SAN DIEGO (NNS) -- Los Angeles-class fast attack submarine USS San Francisco (SSN 711) marked the end of 35 years of active service with a change of command and farewell ceremony at Naval Base Point Loma, Nov. 4.
Capt. Daniel Caldwell relieved Cmdr. Jeff Juergens as commanding officer of San Francisco in the ceremony.
"By any measure, the San Francisco has had a stellar career as an operational submarine," said Juergens. "I've been extremely fortunate to be one of the few to command this fine submarine, and especially lucky to get to command San Francisco for the last three years, which have been so successful."
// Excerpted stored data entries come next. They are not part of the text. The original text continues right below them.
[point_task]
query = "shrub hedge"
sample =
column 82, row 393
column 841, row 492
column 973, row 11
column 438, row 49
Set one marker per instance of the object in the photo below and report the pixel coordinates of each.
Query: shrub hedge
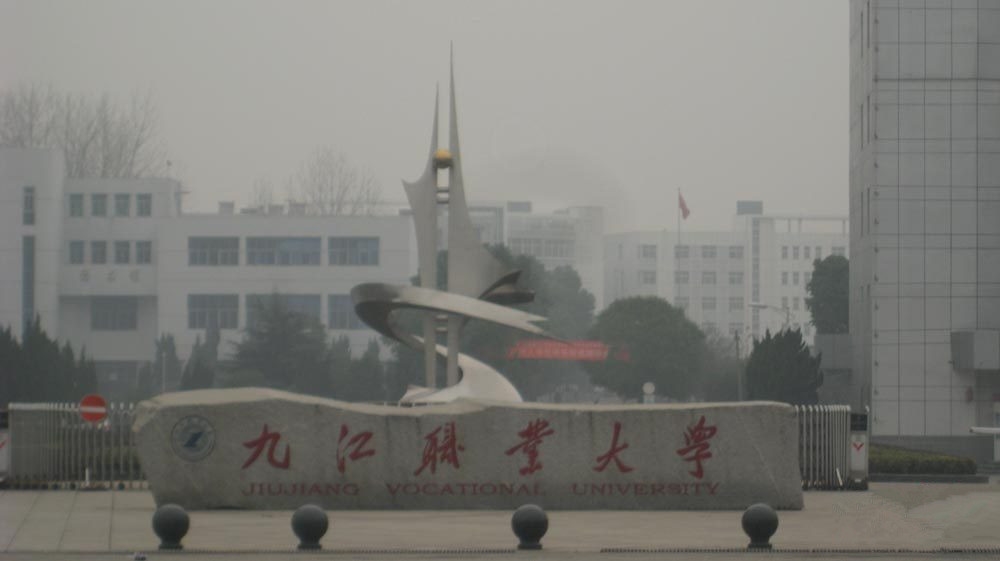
column 889, row 459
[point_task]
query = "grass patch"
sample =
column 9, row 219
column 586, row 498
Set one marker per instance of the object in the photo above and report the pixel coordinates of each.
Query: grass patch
column 889, row 459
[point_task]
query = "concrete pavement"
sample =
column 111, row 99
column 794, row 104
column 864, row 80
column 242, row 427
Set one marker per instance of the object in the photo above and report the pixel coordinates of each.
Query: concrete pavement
column 910, row 516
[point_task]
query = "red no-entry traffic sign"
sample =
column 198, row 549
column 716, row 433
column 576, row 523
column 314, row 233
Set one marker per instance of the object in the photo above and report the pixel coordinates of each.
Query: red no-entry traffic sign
column 93, row 408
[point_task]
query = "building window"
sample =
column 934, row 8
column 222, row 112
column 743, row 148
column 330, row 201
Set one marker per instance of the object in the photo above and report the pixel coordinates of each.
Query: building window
column 122, row 253
column 76, row 205
column 340, row 312
column 218, row 310
column 558, row 249
column 214, row 251
column 98, row 204
column 144, row 252
column 98, row 252
column 76, row 252
column 114, row 313
column 364, row 251
column 283, row 252
column 122, row 203
column 28, row 216
column 304, row 304
column 144, row 204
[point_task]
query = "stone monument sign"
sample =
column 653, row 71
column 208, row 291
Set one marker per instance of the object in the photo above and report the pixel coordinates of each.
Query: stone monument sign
column 265, row 449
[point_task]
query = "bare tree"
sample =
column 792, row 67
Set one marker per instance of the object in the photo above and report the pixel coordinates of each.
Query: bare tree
column 29, row 116
column 329, row 184
column 100, row 137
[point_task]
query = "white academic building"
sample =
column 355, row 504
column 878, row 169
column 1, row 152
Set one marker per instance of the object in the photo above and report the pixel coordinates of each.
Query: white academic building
column 742, row 281
column 925, row 219
column 110, row 265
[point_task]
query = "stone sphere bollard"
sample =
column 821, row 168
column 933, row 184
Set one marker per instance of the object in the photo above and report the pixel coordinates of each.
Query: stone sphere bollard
column 529, row 524
column 310, row 524
column 760, row 522
column 171, row 523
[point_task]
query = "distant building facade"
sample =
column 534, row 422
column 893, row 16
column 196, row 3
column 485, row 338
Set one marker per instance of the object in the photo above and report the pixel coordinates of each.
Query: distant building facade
column 111, row 264
column 571, row 236
column 744, row 281
column 925, row 218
Also as part of the ceremony, previous crew members, plankowners, commanding officers, friends and family bid farewell to the vessel.
"The USS San Francisco is a can-do, workhorse ship and there's no doubt that started with her original crew 35 years ago," said Capt. Brian Davies, commanding officer of Submarine Squadron 11. "She still has a lot of work to do and a new purpose to fulfill. Today will close that chapter of active-duty service, and bid her fair winds and following seas as she starts the new chapter of her conversion into a moored training ship."
Later this month, San Francisco will shift homeport to Norfolk to begin a two-year conversion process to become a moored training ship. Following the conversion, she will be moved to Nuclear Power Training Unit in Charleston, South Carolina. She will help challenge and train a new generation of submariners through 2040.
San Francisco completed her final Western Pacific deployment in October steaming over 50,000 nautical miles and conducting port visits in Japan, Singapore, and Guam. Prior to arriving back in San Diego, she made a last visit to her namesake city and her Sailors participated in a wreath-laying ceremony at the USS San Francisco Memorial Park.
San Francisco was commissioned April 24, 1981. Measuring more than 360 feet long and displacing more than 6,300 tons, San Francisco has a crew of approximately 150 Sailors and is capable of supporting various missions, including anti-submarine warfare, anti-surface ship warfare, strike warfare, and intelligence, surveillance and reconnaissance.